Un nouveau mois passe et le sang ne bout plus, la tension est redescendue, le coeur bat à nouveau à un rythme normal. Les chapitres 12 et 13 sont beaucoup plus abordables (dans le sens joycien du terme, entendons-nous bien). Bien qu'étant un fatras de dialogues toujours d'une clarté obscure, le 12 présente des idées notamment politiques sur fond de beuverie dans un pub. Sujets divers et variés, plus ou moins importants comme l'Irlande et l'identité nationale.
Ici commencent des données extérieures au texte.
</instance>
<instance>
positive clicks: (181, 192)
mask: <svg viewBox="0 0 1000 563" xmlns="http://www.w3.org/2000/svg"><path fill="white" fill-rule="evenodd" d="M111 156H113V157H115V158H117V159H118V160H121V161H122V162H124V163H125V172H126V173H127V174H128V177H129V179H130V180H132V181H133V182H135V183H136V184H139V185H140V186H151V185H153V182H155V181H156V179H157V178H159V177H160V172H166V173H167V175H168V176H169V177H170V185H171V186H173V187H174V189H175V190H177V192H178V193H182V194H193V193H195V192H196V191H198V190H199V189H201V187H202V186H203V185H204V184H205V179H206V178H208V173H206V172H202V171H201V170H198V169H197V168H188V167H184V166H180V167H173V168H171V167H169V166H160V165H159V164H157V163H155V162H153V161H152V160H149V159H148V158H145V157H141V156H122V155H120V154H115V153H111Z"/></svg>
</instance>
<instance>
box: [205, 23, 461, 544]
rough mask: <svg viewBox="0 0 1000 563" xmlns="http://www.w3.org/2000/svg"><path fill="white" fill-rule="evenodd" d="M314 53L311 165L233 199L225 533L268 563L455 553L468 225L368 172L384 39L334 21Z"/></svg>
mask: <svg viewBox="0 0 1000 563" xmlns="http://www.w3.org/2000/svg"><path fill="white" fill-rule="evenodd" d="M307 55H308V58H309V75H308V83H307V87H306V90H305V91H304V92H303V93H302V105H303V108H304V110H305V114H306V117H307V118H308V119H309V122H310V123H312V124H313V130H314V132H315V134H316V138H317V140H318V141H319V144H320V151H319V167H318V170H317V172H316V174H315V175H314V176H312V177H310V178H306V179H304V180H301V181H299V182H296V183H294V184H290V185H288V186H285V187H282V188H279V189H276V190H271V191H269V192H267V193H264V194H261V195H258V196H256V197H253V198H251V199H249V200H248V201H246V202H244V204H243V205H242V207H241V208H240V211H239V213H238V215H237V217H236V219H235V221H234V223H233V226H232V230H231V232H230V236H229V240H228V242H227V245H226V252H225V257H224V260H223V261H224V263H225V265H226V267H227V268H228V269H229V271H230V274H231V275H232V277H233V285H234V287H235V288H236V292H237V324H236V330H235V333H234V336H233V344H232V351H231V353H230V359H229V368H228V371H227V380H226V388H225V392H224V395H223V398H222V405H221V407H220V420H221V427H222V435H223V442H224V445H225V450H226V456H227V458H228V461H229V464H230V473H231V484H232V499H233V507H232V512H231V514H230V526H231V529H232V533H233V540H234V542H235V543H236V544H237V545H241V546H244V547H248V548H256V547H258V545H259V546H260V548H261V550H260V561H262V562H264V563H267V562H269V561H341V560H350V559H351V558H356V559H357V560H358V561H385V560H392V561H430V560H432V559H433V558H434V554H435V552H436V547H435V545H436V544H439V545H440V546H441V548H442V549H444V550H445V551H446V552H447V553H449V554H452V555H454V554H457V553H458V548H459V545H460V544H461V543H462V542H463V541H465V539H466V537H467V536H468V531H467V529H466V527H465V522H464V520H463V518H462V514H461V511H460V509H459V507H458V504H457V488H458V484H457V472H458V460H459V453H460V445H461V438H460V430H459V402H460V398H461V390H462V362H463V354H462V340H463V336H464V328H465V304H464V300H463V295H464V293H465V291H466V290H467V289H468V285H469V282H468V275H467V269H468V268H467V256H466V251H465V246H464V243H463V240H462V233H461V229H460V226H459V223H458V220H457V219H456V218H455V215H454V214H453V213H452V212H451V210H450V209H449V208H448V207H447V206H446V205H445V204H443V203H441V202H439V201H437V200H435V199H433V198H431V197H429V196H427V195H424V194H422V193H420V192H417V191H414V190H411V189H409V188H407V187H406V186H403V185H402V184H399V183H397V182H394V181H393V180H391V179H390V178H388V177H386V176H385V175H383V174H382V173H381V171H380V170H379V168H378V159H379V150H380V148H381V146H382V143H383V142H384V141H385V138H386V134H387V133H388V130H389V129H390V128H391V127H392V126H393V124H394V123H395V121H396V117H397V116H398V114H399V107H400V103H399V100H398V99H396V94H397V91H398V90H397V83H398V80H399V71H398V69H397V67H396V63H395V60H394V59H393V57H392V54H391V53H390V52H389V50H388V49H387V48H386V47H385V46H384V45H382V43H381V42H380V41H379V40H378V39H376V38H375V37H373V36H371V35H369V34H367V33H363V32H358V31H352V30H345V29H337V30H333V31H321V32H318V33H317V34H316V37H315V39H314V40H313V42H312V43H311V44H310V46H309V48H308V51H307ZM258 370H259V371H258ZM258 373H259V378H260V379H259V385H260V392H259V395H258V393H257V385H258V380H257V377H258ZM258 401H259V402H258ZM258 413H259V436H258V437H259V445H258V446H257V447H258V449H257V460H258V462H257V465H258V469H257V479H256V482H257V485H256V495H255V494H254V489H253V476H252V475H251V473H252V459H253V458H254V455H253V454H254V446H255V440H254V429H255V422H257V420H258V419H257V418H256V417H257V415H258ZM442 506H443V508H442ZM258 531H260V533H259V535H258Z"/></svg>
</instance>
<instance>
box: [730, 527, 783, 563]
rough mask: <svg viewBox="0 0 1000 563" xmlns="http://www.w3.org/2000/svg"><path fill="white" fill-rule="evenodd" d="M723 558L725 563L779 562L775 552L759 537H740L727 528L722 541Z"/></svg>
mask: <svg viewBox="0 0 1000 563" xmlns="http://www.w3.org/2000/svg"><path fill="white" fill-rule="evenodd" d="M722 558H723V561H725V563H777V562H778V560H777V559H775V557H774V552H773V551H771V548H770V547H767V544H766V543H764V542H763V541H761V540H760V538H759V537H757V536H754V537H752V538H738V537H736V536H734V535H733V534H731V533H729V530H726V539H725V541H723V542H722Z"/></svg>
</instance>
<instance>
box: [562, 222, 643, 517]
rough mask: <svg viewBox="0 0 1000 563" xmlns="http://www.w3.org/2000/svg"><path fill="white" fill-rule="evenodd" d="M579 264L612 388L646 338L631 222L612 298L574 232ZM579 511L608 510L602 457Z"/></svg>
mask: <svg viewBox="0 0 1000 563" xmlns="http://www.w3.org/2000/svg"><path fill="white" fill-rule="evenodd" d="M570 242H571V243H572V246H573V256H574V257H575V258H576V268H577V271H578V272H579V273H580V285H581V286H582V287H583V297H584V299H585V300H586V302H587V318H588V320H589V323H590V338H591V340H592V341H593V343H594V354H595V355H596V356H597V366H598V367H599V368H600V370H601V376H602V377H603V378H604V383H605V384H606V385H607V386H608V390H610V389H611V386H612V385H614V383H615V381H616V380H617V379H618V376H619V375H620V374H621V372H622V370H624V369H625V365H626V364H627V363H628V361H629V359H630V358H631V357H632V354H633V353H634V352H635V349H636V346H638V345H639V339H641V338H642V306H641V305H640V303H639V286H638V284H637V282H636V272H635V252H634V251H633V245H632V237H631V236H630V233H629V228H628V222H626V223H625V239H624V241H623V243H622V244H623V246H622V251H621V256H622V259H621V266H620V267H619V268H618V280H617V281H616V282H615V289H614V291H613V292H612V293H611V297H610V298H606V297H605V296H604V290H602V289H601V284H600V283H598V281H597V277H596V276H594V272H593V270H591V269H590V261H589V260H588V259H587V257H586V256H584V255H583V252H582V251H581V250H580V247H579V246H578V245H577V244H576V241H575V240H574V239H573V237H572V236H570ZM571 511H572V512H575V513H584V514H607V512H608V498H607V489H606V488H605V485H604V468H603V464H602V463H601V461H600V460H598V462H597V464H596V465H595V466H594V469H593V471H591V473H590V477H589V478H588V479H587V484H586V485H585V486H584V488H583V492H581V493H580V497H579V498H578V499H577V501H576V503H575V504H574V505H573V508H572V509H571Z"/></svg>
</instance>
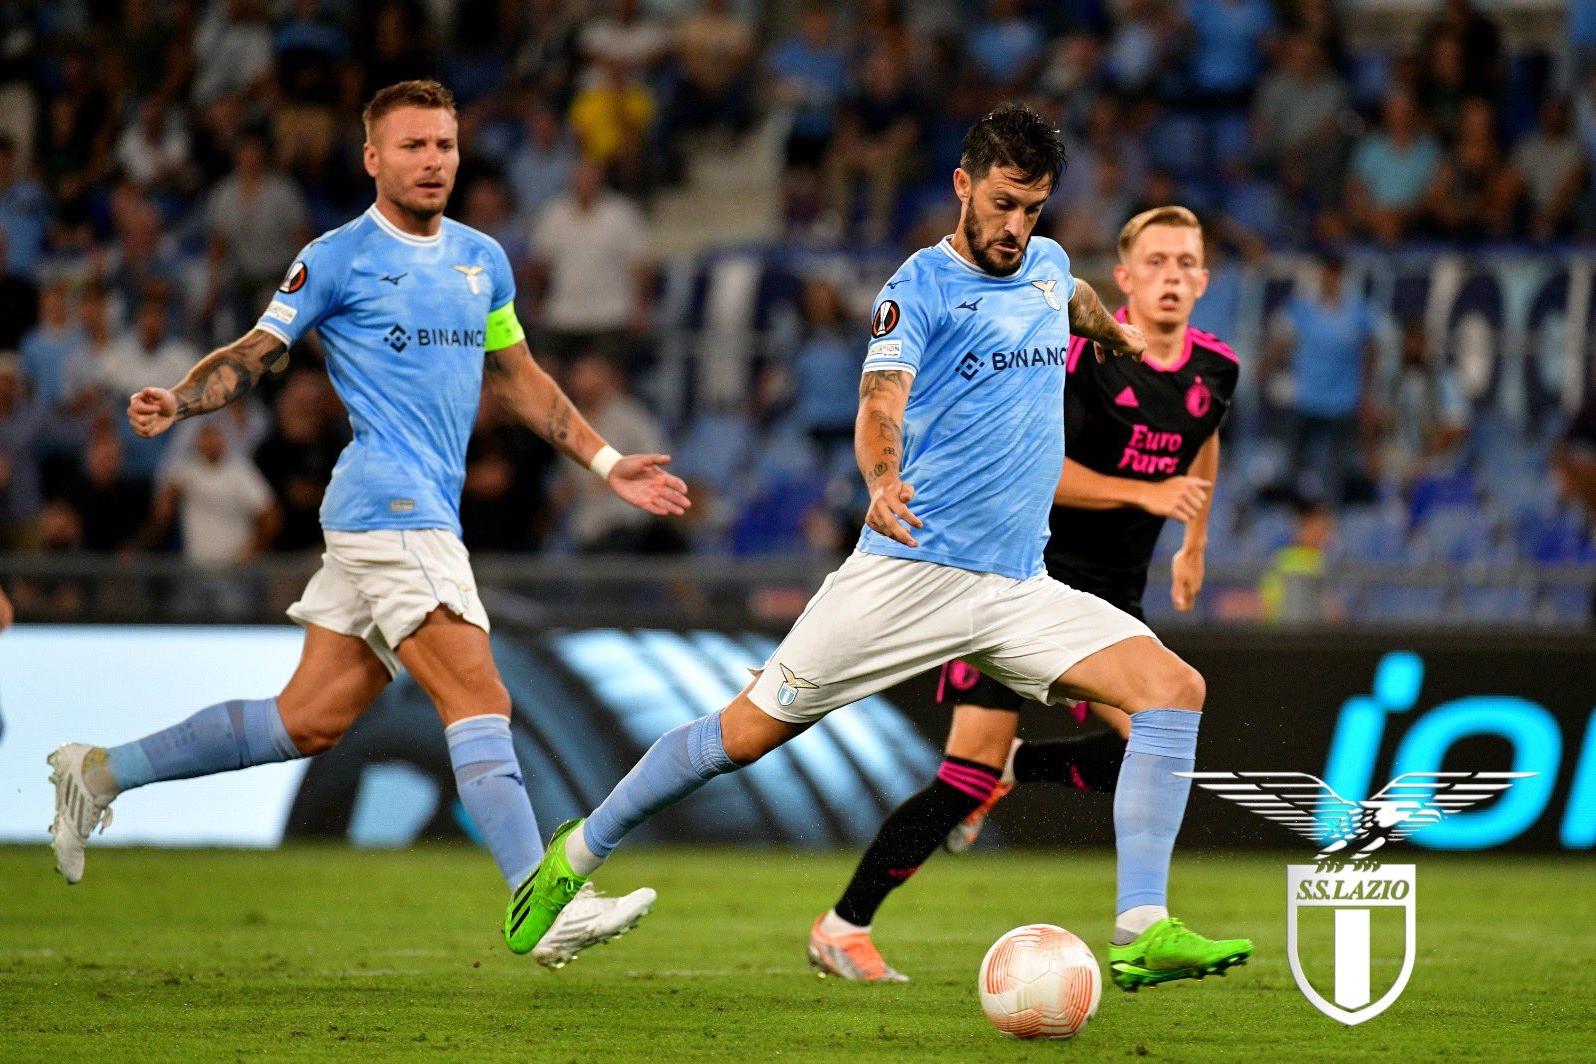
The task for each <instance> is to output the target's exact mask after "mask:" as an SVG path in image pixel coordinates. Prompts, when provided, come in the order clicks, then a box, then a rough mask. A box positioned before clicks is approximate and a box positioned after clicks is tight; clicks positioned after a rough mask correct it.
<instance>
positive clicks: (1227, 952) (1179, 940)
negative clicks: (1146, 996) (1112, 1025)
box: [1108, 916, 1253, 992]
mask: <svg viewBox="0 0 1596 1064" xmlns="http://www.w3.org/2000/svg"><path fill="white" fill-rule="evenodd" d="M1251 956H1253V941H1251V940H1250V938H1219V940H1213V938H1203V936H1202V935H1199V933H1197V932H1192V930H1187V927H1186V925H1184V924H1181V922H1179V920H1176V919H1175V917H1173V916H1168V917H1163V919H1162V920H1159V922H1157V924H1154V925H1152V927H1149V928H1148V930H1144V932H1143V933H1141V935H1138V936H1136V941H1133V943H1128V944H1125V946H1112V944H1111V946H1109V948H1108V967H1109V973H1111V975H1112V978H1114V984H1116V986H1117V987H1119V989H1122V991H1132V992H1135V991H1140V989H1141V987H1144V986H1157V984H1159V983H1168V981H1171V979H1200V978H1203V976H1205V975H1224V970H1226V968H1234V967H1237V965H1243V964H1246V959H1248V957H1251Z"/></svg>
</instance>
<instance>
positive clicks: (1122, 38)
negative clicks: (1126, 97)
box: [1106, 0, 1179, 99]
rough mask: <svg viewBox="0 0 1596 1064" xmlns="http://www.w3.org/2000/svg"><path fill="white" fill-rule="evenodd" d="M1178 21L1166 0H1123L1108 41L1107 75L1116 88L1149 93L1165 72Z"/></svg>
mask: <svg viewBox="0 0 1596 1064" xmlns="http://www.w3.org/2000/svg"><path fill="white" fill-rule="evenodd" d="M1178 37H1179V24H1178V21H1176V18H1175V8H1173V5H1170V3H1167V2H1165V0H1125V5H1124V10H1122V16H1120V18H1119V19H1117V21H1116V22H1114V29H1112V32H1111V37H1109V41H1108V61H1106V65H1108V78H1109V85H1112V86H1114V89H1116V91H1119V93H1122V94H1125V96H1128V97H1133V99H1140V97H1149V96H1152V94H1154V93H1156V89H1157V88H1159V81H1160V80H1162V78H1163V77H1165V75H1167V72H1168V70H1167V67H1168V59H1170V54H1171V53H1173V51H1175V48H1176V38H1178Z"/></svg>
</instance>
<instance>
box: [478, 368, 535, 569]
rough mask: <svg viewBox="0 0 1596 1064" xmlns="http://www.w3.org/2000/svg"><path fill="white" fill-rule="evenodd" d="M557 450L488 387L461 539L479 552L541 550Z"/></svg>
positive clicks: (482, 395)
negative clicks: (525, 423)
mask: <svg viewBox="0 0 1596 1064" xmlns="http://www.w3.org/2000/svg"><path fill="white" fill-rule="evenodd" d="M554 459H555V453H554V450H552V448H551V447H549V445H547V443H544V442H543V440H541V439H539V437H538V434H536V432H533V431H531V429H528V428H527V426H525V424H523V423H522V421H520V418H514V416H511V415H508V413H506V410H504V407H503V404H500V402H498V399H496V397H495V394H493V389H484V392H482V405H480V407H477V423H476V426H474V428H472V431H471V443H469V445H468V447H466V483H464V488H463V490H461V493H460V525H461V528H463V533H461V539H463V541H464V544H466V547H468V549H469V550H472V552H476V550H536V549H538V547H539V546H541V542H543V538H544V533H546V531H547V520H549V514H547V480H549V472H551V469H552V467H554V464H555V461H554Z"/></svg>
Mais le rythme est toujours dur à suivre, assez pénible à lire. le chapitre 13 est la pure antithèse du reste en terme de style, mais c'est du foutage de gueule pur et simple de la part de l'auteur qui fait pire qu'un pastiche en écrivant du point de vue de Gerty (jeune fille aux ambitions en adéquation avec ce qu'on réservait au "sexe faible" à l'époque), d'une façon outrageusement fleur bleue comme dans un roman à l'eau de rose britannique du 19ème. le livre devient instantanément plus lisible (genre un livre normal quoi), mais l'imitation d'une prose ultra-féminine caricaturée à mort mais hyper convaincante donne à cette portion un caractère à la fois satirique du genre mais également méprisant pour la femme en général. Certes l'auteur insiste sur les décalages entre ce que la société veut faire penser aux jeunes filles et ce qu'elles pensent en réalité, mais il suggère que le dévergondage est en fait général. le meilleur moment stylistique vient quand, d'un paragraphe à l'autre, on change de narrateur et on revient à Leopold Bloom, pur mâle rustre qui déglingue toutes les pensées romantico-fantasmiques de Gerty, et c'est ainsi que revient le style saccadé et suivant le courant de pensée. On sent que c'est un chapitre grandement travaillé et réussi dans son but affiché, mais le fond reste assez insultant (et obscène). Ce n'est pas la partie la plus dure à lire, mais on commence à conclure que ce bouquin est juste pour les tarés d'un genre indéfini.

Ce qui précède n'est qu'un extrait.